Wednesday, December 12, 2007

Tension

I had a hour long drive to go visit a new home hospice patient.  She lives with her family in a very small town. I passed many farm fields covered with ice and snow to get to the town.  I found her street and recognized her home easily. I had already heard that this little town had surprised she and her family by building them a new home.

Jackie was diagnosed with lymphoma last year, and has had the most aggressive therapy available for this aggressive form. She and her husband had bought an old farm house and were in the process of fixing it up when she was diagnosed.  While gone for 3 months, away from her kids, getting a bone marrow transplant, the town had volunteered and built a magnificent home.

I walked up to the front, passing bikes strewn in the snow and rubber balls hidden behind bushes. I felt myself growing sad just walking to the door.

Jackie is my age, with 5 children, ages 2 1/2 up to 12.  MY AGE and dying.

Jackie's husband welcomed me in, to more Christmas chaos with decorations and wrapping paper around.  Jackie was able to walk out to greet me for just a few minutes before retiring to bed from exhaustion and nausea.  Her hair short, having just started to grow back after chemo. Face thin, having lost 50 lbs.

It was a hard visit. For the first time, I sensed tremendous distrust in me as a young hospice physician. Perhaps it was anger on her part at my life, or just the weariness of fighting so hard to beat something impossible to beat.  Regardless, there was a lot of tension in that house.

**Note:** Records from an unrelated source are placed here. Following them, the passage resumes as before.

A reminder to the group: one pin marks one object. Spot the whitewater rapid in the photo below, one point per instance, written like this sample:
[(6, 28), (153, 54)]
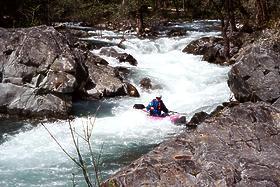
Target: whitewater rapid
[(30, 157)]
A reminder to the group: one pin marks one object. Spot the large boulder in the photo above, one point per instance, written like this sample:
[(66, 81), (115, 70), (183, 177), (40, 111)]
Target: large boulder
[(41, 72), (237, 148), (23, 101), (38, 71), (212, 49), (256, 75)]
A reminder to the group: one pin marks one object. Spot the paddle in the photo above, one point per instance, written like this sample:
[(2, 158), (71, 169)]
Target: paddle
[(141, 107)]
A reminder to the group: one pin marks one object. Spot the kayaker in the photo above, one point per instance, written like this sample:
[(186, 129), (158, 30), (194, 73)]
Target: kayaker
[(156, 106)]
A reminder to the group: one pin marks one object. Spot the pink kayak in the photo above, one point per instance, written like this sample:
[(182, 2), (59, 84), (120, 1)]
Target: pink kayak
[(174, 118)]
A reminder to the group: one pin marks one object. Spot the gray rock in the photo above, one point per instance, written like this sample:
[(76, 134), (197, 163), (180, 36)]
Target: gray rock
[(256, 75), (46, 71), (24, 101), (237, 148)]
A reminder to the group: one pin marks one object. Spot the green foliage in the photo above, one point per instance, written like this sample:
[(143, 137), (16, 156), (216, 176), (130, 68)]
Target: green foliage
[(16, 13)]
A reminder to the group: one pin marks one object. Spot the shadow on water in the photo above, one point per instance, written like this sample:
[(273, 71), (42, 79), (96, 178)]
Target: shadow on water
[(85, 108), (123, 157), (10, 128)]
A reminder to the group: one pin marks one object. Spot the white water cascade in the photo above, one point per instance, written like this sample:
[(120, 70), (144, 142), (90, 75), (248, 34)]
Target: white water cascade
[(30, 157)]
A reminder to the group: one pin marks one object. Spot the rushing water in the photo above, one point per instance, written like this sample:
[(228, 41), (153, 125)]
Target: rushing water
[(30, 157)]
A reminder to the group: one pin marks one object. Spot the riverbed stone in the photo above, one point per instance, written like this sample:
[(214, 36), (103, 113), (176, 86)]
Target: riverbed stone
[(237, 148), (42, 63)]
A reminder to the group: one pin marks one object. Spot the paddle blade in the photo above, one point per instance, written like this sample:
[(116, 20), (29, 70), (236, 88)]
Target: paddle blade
[(139, 106)]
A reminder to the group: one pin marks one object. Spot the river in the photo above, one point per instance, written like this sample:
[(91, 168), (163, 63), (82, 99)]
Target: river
[(30, 157)]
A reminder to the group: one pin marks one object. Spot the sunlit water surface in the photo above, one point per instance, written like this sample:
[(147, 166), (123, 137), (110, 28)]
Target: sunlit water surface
[(30, 157)]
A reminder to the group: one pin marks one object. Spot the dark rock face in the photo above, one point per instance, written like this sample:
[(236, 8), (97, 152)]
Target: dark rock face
[(37, 61), (256, 75), (176, 32), (238, 148), (41, 71)]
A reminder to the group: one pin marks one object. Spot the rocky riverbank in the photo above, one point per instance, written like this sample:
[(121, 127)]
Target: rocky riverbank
[(238, 145), (43, 70)]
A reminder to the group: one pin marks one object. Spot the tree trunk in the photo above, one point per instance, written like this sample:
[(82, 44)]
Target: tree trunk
[(232, 16), (262, 14), (225, 25), (139, 21)]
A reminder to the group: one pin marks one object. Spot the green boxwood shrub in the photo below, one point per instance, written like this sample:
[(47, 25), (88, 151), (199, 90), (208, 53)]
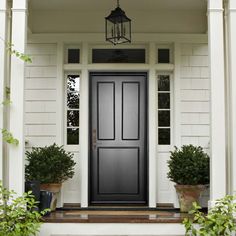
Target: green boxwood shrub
[(189, 166), (50, 164)]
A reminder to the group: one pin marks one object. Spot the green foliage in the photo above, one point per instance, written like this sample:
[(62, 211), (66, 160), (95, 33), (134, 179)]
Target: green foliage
[(24, 57), (15, 218), (219, 220), (8, 137), (189, 166), (50, 164), (7, 101)]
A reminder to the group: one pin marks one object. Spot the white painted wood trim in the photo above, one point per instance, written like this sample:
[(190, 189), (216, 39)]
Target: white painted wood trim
[(3, 30), (60, 110), (176, 109), (138, 38), (17, 154), (112, 229), (152, 128), (84, 130), (217, 73), (231, 17)]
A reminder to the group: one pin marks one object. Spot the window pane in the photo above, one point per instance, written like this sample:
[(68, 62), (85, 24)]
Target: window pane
[(163, 55), (72, 118), (118, 56), (163, 100), (163, 118), (163, 83), (73, 83), (73, 91), (72, 136), (73, 100), (73, 55), (164, 136)]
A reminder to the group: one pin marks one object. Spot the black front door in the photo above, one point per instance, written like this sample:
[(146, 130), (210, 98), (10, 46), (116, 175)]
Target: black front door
[(118, 131)]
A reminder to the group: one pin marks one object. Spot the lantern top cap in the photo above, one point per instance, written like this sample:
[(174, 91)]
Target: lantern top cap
[(117, 13)]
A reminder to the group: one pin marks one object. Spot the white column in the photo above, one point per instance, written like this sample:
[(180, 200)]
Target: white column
[(17, 153), (3, 20), (232, 87), (217, 75)]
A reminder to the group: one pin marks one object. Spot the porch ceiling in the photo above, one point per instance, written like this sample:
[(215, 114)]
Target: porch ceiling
[(148, 16), (139, 5)]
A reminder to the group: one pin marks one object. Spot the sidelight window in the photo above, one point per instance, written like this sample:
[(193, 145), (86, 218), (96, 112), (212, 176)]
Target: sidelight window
[(164, 109), (72, 108)]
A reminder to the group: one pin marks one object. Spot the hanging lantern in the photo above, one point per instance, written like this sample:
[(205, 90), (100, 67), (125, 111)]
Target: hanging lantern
[(118, 26)]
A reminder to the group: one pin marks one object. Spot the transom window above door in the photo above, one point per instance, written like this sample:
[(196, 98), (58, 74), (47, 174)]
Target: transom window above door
[(119, 55)]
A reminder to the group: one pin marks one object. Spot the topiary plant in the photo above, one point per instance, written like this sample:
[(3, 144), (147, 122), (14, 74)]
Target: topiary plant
[(189, 166), (50, 164)]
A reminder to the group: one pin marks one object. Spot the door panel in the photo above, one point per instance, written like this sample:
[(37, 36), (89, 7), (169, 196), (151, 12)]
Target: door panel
[(130, 110), (118, 124), (106, 110)]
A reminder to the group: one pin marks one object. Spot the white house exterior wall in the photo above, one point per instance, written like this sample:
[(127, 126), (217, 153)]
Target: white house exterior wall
[(42, 117)]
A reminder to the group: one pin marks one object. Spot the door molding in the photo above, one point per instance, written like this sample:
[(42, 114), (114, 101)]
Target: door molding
[(145, 156)]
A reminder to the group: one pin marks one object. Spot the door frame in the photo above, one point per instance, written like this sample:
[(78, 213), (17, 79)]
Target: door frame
[(115, 73)]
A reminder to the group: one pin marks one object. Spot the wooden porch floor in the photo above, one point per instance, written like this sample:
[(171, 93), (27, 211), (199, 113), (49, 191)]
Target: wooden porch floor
[(115, 216)]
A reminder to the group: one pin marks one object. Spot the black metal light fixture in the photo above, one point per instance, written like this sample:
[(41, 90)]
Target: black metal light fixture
[(118, 26)]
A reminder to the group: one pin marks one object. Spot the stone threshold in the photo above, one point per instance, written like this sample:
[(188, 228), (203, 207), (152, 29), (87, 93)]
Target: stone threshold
[(115, 216)]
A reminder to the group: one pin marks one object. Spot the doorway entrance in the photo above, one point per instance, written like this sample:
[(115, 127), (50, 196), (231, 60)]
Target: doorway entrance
[(118, 138)]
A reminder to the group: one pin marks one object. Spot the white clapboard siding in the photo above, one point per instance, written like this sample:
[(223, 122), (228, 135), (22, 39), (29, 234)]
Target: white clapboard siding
[(40, 83), (195, 95), (194, 112), (40, 106), (41, 49), (40, 95), (40, 118), (41, 72), (40, 130), (195, 98)]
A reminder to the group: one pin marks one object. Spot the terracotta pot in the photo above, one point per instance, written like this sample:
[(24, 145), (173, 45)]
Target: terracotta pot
[(188, 194), (54, 188)]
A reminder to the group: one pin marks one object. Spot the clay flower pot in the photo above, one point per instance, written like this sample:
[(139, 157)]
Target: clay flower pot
[(188, 194), (54, 189)]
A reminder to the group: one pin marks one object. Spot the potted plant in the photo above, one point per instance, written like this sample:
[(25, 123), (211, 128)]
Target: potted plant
[(51, 165), (189, 169)]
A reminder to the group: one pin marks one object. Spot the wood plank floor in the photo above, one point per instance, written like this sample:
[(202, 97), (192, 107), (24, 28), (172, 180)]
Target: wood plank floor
[(115, 216)]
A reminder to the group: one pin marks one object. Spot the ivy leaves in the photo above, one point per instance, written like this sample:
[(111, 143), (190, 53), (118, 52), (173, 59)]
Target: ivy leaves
[(220, 219), (8, 137), (15, 217), (24, 57)]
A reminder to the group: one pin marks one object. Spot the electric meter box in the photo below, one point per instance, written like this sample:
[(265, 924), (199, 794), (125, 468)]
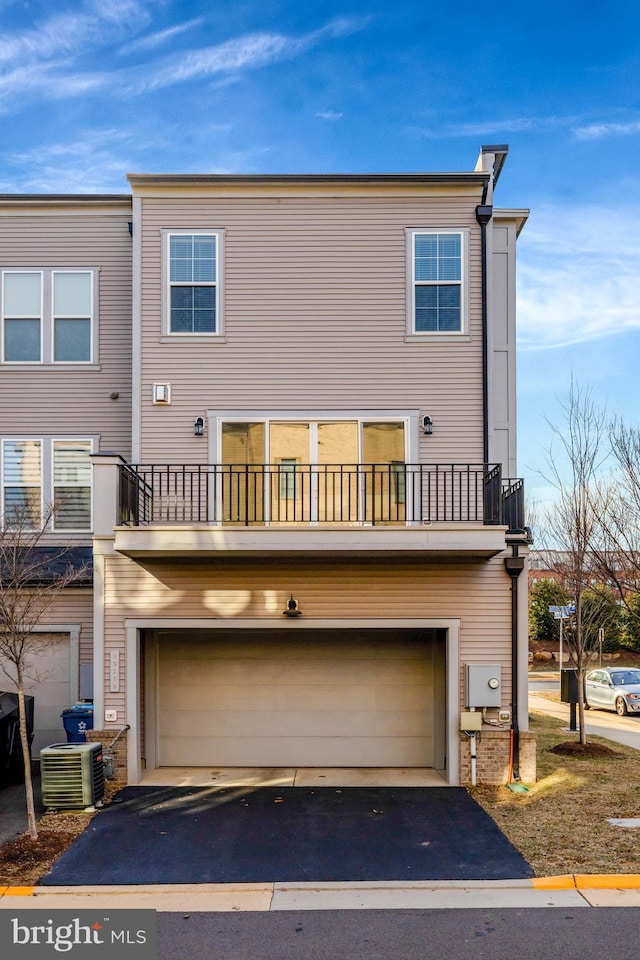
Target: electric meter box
[(483, 684)]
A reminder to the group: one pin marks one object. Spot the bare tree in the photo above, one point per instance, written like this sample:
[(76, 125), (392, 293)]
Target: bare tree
[(33, 574), (575, 460), (617, 548)]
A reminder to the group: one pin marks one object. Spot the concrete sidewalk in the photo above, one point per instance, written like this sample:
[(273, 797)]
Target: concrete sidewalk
[(564, 892)]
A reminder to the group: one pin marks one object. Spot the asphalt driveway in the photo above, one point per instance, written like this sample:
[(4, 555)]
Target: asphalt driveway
[(153, 835)]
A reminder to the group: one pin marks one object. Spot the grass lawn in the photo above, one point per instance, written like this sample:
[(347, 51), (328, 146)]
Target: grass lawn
[(560, 825)]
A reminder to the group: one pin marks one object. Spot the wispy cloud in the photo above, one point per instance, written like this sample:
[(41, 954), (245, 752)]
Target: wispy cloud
[(330, 115), (578, 276), (40, 64), (65, 33), (94, 162), (598, 131), (488, 128), (160, 37)]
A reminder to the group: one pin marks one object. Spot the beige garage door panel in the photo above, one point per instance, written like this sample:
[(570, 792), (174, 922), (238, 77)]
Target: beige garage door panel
[(301, 752), (49, 683), (333, 700)]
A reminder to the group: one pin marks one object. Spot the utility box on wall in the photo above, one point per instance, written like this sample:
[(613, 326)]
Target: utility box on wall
[(483, 684)]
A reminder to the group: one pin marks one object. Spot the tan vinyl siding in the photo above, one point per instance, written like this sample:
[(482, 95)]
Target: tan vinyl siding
[(315, 306), (75, 607), (476, 593), (64, 399)]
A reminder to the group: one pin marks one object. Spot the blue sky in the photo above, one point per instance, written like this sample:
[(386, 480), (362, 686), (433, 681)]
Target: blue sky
[(93, 89)]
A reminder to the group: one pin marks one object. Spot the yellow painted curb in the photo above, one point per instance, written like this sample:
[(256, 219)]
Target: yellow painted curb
[(628, 881), (563, 882)]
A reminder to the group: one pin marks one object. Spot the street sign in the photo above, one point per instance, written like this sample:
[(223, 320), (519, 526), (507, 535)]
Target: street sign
[(562, 613)]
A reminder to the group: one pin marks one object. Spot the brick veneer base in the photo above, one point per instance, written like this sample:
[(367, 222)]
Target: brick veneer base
[(119, 752), (492, 762)]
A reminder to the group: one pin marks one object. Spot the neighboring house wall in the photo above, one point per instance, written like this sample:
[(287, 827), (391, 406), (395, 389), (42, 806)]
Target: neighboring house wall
[(53, 676), (68, 399)]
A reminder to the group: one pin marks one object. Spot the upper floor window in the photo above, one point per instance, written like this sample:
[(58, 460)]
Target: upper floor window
[(194, 283), (49, 316), (47, 474), (437, 263)]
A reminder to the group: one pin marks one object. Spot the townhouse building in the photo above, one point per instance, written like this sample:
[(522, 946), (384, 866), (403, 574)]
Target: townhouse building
[(281, 411)]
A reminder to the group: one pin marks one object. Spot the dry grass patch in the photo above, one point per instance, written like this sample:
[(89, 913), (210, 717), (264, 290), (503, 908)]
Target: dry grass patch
[(560, 826), (24, 861)]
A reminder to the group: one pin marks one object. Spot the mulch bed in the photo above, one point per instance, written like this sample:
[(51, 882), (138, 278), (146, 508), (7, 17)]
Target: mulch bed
[(573, 748)]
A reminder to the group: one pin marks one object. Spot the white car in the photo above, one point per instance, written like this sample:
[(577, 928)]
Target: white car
[(613, 688)]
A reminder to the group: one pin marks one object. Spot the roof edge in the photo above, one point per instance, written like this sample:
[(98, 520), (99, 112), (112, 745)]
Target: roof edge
[(193, 179)]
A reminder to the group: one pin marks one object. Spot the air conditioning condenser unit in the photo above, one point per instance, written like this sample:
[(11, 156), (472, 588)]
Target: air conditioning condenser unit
[(72, 775)]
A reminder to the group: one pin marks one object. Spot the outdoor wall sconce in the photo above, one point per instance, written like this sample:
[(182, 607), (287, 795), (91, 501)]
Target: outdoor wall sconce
[(293, 609)]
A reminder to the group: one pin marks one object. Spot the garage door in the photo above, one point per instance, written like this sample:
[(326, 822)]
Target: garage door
[(50, 687), (306, 699)]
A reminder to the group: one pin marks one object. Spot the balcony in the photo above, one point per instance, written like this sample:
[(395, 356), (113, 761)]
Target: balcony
[(290, 507)]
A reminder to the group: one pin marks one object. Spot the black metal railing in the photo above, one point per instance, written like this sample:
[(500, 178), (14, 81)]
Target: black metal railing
[(512, 497), (298, 494)]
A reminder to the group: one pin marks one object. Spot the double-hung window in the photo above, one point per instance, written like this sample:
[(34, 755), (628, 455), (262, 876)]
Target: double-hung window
[(22, 482), (49, 316), (193, 270), (47, 474), (437, 263)]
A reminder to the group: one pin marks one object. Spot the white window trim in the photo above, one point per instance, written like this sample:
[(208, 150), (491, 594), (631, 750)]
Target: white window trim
[(4, 481), (217, 419), (47, 316), (444, 335), (47, 486), (92, 317), (218, 334)]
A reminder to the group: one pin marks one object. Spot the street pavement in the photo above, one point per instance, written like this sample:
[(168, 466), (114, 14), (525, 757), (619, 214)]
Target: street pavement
[(601, 723)]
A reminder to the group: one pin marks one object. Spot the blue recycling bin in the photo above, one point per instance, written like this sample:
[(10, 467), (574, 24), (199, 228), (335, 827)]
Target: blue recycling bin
[(76, 721)]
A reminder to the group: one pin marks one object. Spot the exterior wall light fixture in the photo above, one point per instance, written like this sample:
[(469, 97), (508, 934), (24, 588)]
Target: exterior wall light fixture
[(293, 610)]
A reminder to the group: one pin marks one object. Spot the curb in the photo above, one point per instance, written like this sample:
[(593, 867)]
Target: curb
[(585, 881), (562, 882)]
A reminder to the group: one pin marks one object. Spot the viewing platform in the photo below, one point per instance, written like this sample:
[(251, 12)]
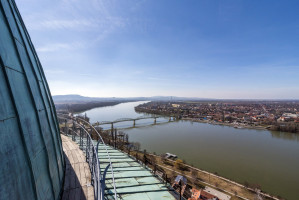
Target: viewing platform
[(121, 176), (77, 181)]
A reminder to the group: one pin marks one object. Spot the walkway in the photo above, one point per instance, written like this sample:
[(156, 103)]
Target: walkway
[(77, 182), (132, 180)]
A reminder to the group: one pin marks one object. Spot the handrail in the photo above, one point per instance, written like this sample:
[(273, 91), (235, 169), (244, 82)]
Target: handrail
[(112, 172), (99, 179)]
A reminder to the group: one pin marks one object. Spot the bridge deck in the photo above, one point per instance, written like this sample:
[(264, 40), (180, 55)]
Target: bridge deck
[(77, 182)]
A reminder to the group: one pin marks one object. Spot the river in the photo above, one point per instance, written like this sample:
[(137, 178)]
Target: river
[(270, 159)]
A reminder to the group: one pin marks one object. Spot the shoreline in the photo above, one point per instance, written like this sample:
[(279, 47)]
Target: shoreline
[(239, 125)]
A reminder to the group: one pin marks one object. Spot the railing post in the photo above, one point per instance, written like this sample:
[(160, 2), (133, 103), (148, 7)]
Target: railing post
[(73, 132), (81, 138), (65, 127)]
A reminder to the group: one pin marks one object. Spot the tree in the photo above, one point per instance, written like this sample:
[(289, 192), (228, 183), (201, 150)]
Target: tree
[(178, 163)]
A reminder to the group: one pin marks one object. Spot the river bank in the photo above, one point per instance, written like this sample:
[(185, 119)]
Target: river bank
[(197, 178), (235, 125), (263, 157)]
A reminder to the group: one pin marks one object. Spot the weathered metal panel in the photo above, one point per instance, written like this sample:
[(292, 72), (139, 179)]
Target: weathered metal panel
[(30, 146)]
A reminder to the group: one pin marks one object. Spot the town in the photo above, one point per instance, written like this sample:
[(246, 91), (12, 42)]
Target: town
[(272, 115)]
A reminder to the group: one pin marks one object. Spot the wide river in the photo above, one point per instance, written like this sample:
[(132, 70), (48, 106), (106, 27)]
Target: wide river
[(270, 159)]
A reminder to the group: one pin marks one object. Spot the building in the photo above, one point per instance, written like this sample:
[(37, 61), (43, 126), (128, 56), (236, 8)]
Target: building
[(32, 163)]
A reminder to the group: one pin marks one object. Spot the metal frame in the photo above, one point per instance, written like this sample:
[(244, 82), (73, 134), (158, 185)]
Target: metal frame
[(91, 151)]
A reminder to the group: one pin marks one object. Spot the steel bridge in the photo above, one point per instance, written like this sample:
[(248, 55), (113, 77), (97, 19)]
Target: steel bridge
[(171, 118)]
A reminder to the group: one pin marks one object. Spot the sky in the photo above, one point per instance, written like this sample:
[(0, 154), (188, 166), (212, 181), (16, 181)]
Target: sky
[(193, 48)]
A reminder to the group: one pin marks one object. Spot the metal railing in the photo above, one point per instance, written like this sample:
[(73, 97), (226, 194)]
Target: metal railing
[(80, 131)]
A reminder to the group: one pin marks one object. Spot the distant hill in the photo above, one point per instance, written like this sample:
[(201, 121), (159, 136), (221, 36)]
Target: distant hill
[(74, 98)]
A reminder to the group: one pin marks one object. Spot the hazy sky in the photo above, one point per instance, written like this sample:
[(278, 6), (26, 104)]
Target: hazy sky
[(212, 49)]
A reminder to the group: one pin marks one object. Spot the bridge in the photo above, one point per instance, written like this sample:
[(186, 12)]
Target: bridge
[(171, 118)]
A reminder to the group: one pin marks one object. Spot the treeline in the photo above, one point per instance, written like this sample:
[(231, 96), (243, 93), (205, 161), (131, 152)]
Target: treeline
[(290, 127), (80, 107)]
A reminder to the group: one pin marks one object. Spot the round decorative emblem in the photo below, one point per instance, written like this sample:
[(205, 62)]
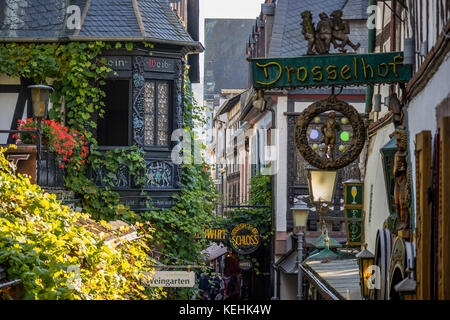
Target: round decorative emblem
[(330, 132), (245, 264), (245, 238)]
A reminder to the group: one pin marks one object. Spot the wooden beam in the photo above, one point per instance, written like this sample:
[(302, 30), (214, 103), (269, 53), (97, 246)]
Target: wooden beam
[(444, 206), (20, 107), (9, 88), (423, 207)]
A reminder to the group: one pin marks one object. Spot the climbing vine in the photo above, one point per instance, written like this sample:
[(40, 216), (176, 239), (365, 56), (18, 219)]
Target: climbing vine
[(78, 74)]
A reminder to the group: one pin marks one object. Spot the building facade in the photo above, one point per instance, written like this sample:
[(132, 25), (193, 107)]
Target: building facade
[(144, 94)]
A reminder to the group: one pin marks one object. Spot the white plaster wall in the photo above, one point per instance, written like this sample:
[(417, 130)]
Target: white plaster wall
[(281, 175), (7, 106), (377, 210), (422, 110)]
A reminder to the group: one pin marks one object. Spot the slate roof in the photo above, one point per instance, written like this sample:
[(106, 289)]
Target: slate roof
[(108, 20), (287, 38)]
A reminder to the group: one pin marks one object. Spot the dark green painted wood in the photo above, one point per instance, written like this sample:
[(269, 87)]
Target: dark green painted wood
[(327, 70)]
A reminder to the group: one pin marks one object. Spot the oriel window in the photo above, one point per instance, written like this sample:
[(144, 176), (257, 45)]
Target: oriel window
[(157, 111)]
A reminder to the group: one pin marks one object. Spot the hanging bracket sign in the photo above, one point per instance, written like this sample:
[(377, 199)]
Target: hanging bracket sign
[(329, 70)]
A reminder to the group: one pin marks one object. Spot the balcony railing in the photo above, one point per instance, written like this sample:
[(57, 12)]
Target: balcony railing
[(48, 173)]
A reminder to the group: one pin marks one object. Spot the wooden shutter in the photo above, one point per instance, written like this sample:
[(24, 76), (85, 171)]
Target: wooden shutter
[(423, 232)]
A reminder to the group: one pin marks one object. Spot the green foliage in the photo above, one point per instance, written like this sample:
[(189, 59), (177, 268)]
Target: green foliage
[(261, 215), (113, 160), (78, 74), (40, 243)]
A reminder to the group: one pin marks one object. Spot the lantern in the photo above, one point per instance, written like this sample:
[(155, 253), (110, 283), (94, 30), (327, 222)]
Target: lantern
[(300, 213), (40, 97), (321, 184)]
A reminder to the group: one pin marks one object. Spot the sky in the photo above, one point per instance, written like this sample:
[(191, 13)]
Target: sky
[(239, 9)]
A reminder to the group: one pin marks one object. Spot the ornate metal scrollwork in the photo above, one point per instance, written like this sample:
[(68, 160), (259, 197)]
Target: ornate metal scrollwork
[(138, 101)]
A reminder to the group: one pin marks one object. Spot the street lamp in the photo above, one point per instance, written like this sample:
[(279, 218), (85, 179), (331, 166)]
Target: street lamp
[(321, 186), (300, 213), (40, 97), (365, 260)]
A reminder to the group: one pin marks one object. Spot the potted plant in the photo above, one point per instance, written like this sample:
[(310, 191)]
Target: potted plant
[(69, 146)]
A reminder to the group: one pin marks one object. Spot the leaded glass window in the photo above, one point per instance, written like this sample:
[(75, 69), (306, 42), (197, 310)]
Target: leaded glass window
[(156, 113)]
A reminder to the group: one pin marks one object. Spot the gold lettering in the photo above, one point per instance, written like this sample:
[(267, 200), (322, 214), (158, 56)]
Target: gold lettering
[(298, 74), (318, 73), (330, 72), (395, 63), (383, 75), (365, 69), (289, 70), (345, 69), (266, 74)]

It's so different when I work with young patients vs. older one's. Young patients often keep hoping for miracles. Comments her husband made led me to believe that they both are still expecting she'll be cured, even with all medicines now stopped.  There's often more escapism in young people as well.  When it gets so hard to face the reality of being a mother of 5 and dying, it becomes easier to take medicines to go to sleep.  She's avoiding the pain, with drugs, but meanwhile loosing the precious time she has left with her family living.

Usually I leave visits feeling good, but not this day.  Passing the bikes again, I had a heavy heart.